Building on yesterdays lesson on how to wash clothes in a bucket, I decided that the grandkids and I should talk about clean water. While we have water stored for drinking - in bottles, large thermoses, the trailer, and the water heater, most of our stored water (mainly in any of the four stock tanks - ok, 3 for the animals and one that's their "swimming pool") is not potable. We'd have to purify the water to use it for drinking. What if we don't have chlorine or other purifying tablets? Could we still be able to drink the water without getting sick? What if we needed to use the pond across the road?
For the kids this lesson is about getting a couple of glasses of dirty water and making it clean enough to drink. But for me, I started thinking about the neighbors pond itself. It is spring fed yet I've never noticed where the spring is. This weekend we will walk across the road to the pond, a short 1/2 mile walk, and I will see if I can figure out where the water is coming from. If the spring isn't at the surface, I can use a thermometer and take temperature readings in the water. All things being equal, which of course they aren't, the standing water near where the spring water is coming in will be much cooler than the rest of the water in the pond. After all, if my stock tank hit 90 degrees but the hose was pushing 60 degree water in on one side, that part of the tank would be cooler. Theoretically, the water near the spring would be cleaner than the rest of the pond water. Less filtering should be needed.

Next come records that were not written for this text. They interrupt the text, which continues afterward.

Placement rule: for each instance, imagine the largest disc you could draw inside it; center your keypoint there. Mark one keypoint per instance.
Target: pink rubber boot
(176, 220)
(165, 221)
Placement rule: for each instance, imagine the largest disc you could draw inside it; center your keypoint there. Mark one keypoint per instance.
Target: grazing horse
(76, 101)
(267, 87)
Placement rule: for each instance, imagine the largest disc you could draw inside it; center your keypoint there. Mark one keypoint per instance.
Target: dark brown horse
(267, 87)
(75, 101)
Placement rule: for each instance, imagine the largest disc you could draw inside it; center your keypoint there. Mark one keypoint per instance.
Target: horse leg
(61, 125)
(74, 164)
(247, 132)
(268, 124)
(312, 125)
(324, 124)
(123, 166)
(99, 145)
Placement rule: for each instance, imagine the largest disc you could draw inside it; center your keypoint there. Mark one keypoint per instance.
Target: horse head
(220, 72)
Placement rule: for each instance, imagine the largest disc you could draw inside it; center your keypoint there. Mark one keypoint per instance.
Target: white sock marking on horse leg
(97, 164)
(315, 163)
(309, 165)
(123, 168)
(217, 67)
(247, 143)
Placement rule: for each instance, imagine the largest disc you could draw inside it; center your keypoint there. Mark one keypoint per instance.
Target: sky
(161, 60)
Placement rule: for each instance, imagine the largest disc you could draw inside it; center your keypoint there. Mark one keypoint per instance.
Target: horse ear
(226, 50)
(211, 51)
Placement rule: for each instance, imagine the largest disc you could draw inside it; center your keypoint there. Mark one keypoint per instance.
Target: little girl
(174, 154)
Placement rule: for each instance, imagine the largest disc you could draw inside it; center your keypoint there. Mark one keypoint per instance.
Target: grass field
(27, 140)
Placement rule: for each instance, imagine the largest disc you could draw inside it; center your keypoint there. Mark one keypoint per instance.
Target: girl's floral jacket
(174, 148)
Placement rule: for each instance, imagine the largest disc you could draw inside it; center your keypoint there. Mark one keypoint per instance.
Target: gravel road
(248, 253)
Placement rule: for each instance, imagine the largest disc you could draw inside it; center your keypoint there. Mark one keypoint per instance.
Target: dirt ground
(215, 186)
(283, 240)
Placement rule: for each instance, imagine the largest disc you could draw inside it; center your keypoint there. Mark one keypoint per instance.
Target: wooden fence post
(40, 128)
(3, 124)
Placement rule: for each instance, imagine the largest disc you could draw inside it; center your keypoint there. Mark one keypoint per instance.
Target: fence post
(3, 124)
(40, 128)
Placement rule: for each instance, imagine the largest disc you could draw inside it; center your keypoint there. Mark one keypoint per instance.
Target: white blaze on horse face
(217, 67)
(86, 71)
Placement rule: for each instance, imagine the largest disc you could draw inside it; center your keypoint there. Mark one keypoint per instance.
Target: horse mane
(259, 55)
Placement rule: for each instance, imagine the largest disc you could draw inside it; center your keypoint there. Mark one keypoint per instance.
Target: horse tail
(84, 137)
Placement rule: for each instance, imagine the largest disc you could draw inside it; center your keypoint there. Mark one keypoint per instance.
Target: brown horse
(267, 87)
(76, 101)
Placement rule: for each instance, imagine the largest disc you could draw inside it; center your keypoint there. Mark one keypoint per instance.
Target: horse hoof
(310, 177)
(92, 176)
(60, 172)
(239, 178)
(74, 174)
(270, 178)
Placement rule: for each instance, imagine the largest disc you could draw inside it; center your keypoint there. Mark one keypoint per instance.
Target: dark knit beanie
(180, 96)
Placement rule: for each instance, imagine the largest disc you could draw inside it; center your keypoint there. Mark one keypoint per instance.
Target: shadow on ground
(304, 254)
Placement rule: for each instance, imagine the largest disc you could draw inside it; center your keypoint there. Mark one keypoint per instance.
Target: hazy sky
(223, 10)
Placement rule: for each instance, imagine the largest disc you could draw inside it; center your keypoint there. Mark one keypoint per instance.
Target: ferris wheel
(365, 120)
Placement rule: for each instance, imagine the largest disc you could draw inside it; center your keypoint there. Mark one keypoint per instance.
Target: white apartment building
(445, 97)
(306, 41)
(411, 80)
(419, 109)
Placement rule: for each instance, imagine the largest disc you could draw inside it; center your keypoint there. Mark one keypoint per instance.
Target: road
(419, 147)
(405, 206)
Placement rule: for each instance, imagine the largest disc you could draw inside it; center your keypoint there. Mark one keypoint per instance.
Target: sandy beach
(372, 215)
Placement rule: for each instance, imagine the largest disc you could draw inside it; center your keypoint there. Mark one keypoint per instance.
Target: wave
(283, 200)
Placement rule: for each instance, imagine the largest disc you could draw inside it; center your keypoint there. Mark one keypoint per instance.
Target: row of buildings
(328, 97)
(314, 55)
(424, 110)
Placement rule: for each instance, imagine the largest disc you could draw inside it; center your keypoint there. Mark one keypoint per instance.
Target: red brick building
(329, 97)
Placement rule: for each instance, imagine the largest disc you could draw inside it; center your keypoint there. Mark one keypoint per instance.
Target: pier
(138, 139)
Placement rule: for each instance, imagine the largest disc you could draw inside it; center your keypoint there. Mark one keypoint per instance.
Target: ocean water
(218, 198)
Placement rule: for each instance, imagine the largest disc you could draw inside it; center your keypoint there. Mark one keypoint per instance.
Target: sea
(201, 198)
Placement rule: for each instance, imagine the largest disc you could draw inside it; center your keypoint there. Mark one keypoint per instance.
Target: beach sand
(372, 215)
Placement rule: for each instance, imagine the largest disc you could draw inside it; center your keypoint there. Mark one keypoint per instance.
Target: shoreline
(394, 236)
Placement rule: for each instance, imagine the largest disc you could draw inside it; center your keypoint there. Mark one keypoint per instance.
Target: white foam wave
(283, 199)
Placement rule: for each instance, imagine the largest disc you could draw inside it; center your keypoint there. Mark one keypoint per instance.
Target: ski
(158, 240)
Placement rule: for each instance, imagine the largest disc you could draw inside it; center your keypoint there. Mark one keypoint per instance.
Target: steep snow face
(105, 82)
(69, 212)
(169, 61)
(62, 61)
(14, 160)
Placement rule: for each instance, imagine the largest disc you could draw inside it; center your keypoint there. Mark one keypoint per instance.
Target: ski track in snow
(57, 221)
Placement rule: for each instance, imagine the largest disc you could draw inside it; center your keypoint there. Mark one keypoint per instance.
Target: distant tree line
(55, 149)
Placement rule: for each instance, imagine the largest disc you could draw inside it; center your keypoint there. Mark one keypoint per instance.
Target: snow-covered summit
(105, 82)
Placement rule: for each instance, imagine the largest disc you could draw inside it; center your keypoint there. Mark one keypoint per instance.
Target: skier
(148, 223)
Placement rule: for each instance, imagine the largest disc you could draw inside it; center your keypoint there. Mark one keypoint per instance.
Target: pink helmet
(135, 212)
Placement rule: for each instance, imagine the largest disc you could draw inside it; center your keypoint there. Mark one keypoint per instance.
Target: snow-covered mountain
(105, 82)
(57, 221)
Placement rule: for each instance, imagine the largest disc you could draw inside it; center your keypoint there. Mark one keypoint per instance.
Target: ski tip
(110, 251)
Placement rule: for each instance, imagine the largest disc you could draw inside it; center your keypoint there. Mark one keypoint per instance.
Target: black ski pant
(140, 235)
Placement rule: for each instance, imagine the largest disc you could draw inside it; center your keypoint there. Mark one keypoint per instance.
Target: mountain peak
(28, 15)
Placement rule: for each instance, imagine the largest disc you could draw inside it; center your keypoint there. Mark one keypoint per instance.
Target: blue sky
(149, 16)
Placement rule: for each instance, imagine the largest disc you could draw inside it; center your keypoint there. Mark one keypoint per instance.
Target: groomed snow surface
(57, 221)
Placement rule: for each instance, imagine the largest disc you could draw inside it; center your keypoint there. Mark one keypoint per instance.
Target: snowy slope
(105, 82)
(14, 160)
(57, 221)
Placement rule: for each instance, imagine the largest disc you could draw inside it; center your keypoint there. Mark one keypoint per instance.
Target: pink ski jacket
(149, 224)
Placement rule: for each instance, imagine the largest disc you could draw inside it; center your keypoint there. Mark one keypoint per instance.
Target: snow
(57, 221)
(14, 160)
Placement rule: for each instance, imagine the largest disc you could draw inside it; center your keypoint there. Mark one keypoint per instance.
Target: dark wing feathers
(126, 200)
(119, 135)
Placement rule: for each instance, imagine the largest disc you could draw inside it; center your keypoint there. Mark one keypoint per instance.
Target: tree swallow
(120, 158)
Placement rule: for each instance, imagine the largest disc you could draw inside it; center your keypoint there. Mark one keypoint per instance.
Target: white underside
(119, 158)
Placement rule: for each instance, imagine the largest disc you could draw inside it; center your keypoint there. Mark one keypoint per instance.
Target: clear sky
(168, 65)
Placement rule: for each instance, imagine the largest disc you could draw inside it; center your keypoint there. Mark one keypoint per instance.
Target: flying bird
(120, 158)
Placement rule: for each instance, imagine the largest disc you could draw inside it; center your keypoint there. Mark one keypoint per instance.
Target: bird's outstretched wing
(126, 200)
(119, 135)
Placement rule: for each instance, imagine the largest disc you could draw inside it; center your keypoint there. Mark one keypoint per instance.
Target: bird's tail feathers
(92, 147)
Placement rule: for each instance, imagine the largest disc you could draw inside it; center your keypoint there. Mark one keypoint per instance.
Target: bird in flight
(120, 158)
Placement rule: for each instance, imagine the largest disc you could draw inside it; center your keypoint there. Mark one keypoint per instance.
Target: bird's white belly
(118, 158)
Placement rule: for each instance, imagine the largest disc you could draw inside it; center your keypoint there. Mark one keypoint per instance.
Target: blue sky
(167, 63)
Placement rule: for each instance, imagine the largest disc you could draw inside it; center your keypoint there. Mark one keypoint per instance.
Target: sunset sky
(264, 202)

Using The Prepper's Pocket Guide as guidance, the kids are going to get to filter the water. Remember, I said that I was going to use some of the suggestions in Bernie's book, so here're tips 22, 23, and 28. The book is written well enough that the grandkids can pretty much follow the directions without too much help from me. First step will be to filter the big stuff like leaves out of the water. Using a coffee filter for this step will go too slow, so we will use an old tube sock stretched over our 1/2 gallon canning jar. Hang the sock in the jar, stretch the top over the edge of the jar and screw on the ring to hold it in place. Pour water into the sock to remove leaves and bugs. The second step will be to use a two-liter bottle as a filtering funnel. They will take the water they just poured into their canning jar and pour it slowly into this funnel filter. This filter will have a combination of cotton, charcoal, sand, and gravel each layered upon the other. On top of this will be a coffee filter. The water will flow through all and go into another canning jar. Once the filtered water is in the jar they will screw on a lid and we will bring our filtered water home. We will put the water through a third step. In this step we will either lay the jars on a bed of aluminum foil in the bright sun or perhaps put the jars into our solar oven. After about six hours the water should be well purified.
Today we talked about water purification. What did you talk about with your family concerning preparation?